RNA-Seq identification of transcripts negatively regulated by SMG6

The increased abundance of the full-length TCRβ68 transcript upon SMG6 or UPF1 depletion (Figure 1) suggested that at least some endogenous SMG6 targets should behave similarly, particularly those for which SMG6 has a major impact on the rate of decay. To identify those transcripts, RNA-Seq libraries were constructed from the same RNA samples used to make the PARE libraries (Supplementary Table S1). A total of 143 487 780 genome- or transcriptome-matched reads from six libraries were obtained. To limit our analyses to transcript isoforms that are expressed at measurable levels, only the 34 086 endogenous mRNAs that had an average abundance >1.00 FPKM (Fragments Per Kilobase of transcript per Million reads) in the siSMG6+siXRN1 libraries were examined. While the majority of endogenous transcripts were unaffected by NMD factor depletion (Supplementary Figure S2A and B), 15% (5273 transcripts) were significantly elevated when either SMG6 or UPF1 was depleted (P < 0.05, Supplementary Figure S2C). A majority of the transcripts elevated in the siSMG6+siXRN1 library were also elevated in the siUPF1+siXRN1 library and vice versa, with a high correlation between the fold changes in each (Supplementary Figure S2D). This analysis identified 2090 mRNAs that were significantly more abundant in both siSMG6+siXRN1 and siUPF1+siXRN1 knockdown libraries than in siGL2+siXRN1 knockdown libraries as potentially the transcripts most impacted by NMD. An additional 6% (2061) of the transcripts were significantly diminished in the siSMG6+siXRN1 library, the siUPF1+siXRN1 library or both; these may be mRNAs whose concentration is subject to secondary effects of NMD (Supplementary Figure S2C). The RNA-Seq reads that matched to the TCRβ68 reporter were also analyzed. Consistent with the northern blot data, the abundance of the TCRβ68 transcript was markedly higher in both the siSMG6+siXRN1 and siUPF1+siXRN1 RNA-Seq libraries as compared to the control siGL2+siXRN1 library (Supplementary Figure S2E).
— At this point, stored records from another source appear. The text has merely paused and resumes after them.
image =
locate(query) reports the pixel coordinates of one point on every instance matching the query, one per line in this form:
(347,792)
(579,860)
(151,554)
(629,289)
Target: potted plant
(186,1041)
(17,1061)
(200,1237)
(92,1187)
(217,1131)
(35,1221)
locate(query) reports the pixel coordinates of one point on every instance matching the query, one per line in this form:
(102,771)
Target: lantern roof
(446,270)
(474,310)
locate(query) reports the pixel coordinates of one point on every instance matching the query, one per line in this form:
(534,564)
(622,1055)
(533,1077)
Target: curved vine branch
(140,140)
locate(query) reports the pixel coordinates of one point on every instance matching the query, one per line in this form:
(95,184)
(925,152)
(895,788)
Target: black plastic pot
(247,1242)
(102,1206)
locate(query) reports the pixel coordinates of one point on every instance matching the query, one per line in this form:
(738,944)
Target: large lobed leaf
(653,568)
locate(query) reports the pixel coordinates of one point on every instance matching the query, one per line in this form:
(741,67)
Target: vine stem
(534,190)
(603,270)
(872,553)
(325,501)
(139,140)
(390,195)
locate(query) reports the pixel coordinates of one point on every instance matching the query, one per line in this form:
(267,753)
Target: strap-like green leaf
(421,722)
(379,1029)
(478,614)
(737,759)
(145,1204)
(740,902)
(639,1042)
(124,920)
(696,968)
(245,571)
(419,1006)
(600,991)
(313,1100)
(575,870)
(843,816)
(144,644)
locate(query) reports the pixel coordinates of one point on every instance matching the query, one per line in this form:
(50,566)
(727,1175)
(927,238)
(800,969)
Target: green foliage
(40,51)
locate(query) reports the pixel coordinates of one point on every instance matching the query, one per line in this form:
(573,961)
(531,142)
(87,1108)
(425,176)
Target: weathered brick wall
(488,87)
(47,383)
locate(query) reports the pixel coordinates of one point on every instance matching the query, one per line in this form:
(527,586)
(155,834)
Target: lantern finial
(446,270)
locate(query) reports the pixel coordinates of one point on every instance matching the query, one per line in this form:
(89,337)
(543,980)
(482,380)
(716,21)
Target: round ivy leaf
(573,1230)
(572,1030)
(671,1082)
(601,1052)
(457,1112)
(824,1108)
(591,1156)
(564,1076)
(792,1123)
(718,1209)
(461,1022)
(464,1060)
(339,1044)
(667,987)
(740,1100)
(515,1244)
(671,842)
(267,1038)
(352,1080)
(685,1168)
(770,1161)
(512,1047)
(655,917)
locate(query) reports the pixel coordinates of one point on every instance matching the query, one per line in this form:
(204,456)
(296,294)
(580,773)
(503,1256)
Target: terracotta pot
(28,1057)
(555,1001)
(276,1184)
Transcriptome-wide identification of SMG6 cleavage sites by PARE and RNA-Seq

Using the PARE and RNA-Seq libraries, a pipeline comprising five filtering steps was designed to identify endogenous SMG6 targets (Figure 3, described in detail in the Supplementary Methods). The first step simply filtered the genome-matched PARE sequences for those that matched mRNAs. In the second filter step, a set of stringent criteria that selected for prominent and reproducible PARE sequences was designed based on the features of TCRβ68 cleavage by SMG6. Because a single gene can encode multiple transcripts due to alternative processing, different transcript variants with the same PARE MaxSeq were represented in the pipeline. Also, the MaxSeq of a single gene sometimes differs between two transcript variants. To avoid redundancy in the first case and include different variants in the second case, a PARE ‘site’ was defined as the 5′ end of a distinct PARE sequence within a gene (not within a transcript). A third filter selecting for abundance ratio criteria identified PARE sites whose MaxSeq decreased by at least 50% both when SMG6 was depleted and when UPF1 was depleted.

Figure 3.

Computational pipeline for identifying SMG6 targets. Input and final output are highlighted in gray. The data were filtered in five steps described in detail in Supplementary Methods. Site refers to a unique PARE MaxSeq in a gene. The pipeline did not include any step intended to favor the presence of a TC near the PARE MaxSeq.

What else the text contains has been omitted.